OLYMPIA, WASH. It’s enough to make you blush: Some politicians want a bigger taste of the economy’s naughty side, pushing for special taxes on dirty magazines, racy movies, sex toys and strip clubs.
In Washington state, a half-dozen cash-strapped legislators recently endorsed a huge sales tax increase on explicit movies, magazines and other sex-themed products.
New York officials recently acknowledged that Gov. David Paterson’s proposed “iPod tax” on Internet downloads also would apply to online porn purchases, along with tamer diversions such as pop music and computer software.
And in Texas, state lawyers are fighting to preserve the “pole tax,” a $5 cover charge on strip clubs that’s being challenged by business owners.
In the past five years, lawmakers from Tennessee to Kansas to California have pitched special taxes on porn, escort services, exotic dance clubs and other adult businesses. A U.S. senator even toyed with the idea of an Internet porn tax on the federal level.

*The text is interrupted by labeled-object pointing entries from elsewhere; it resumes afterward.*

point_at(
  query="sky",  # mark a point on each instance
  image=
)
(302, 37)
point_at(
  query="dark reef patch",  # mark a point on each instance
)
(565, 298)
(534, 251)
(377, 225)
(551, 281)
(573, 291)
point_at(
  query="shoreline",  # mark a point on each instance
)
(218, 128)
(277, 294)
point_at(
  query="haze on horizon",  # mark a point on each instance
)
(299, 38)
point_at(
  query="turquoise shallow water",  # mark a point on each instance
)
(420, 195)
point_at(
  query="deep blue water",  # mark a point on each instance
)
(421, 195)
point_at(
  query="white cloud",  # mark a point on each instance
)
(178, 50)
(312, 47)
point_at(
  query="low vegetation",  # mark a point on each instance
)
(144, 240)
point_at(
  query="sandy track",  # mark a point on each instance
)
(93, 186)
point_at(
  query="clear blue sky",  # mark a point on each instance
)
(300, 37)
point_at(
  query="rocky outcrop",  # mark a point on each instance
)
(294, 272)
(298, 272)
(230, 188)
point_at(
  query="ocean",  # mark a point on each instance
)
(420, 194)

Most of the proposals — call them skin taxes — have stalled, often because of conflicts with First Amendment protections of free expression. Washington’s proposed porn tax earned little support, despite the need to close an
$8 billion budget deficit.
But even with serious constitutional problems, lawmakers haven’t stopped trying to capitalize on the fact that sex sells, especially when facing big budget shortfalls and weary voters who aren’t likely to stomach an across-the-board tax hike.
“Why do they do it? Because they can,” said Phyllis Heppenstall of Peekay Inc., which operates adult stores in Washington and California. “It makes them look good to their constituents. Or at least they think it does.”
On purely economic grounds, a pornography tax is a decent idea because consumer demand would probably remain strong, University of Texas economist Daniel Hamermesh said. Some believe adult entertainment to be a multibillion dollar industry, although the size is difficult to gauge.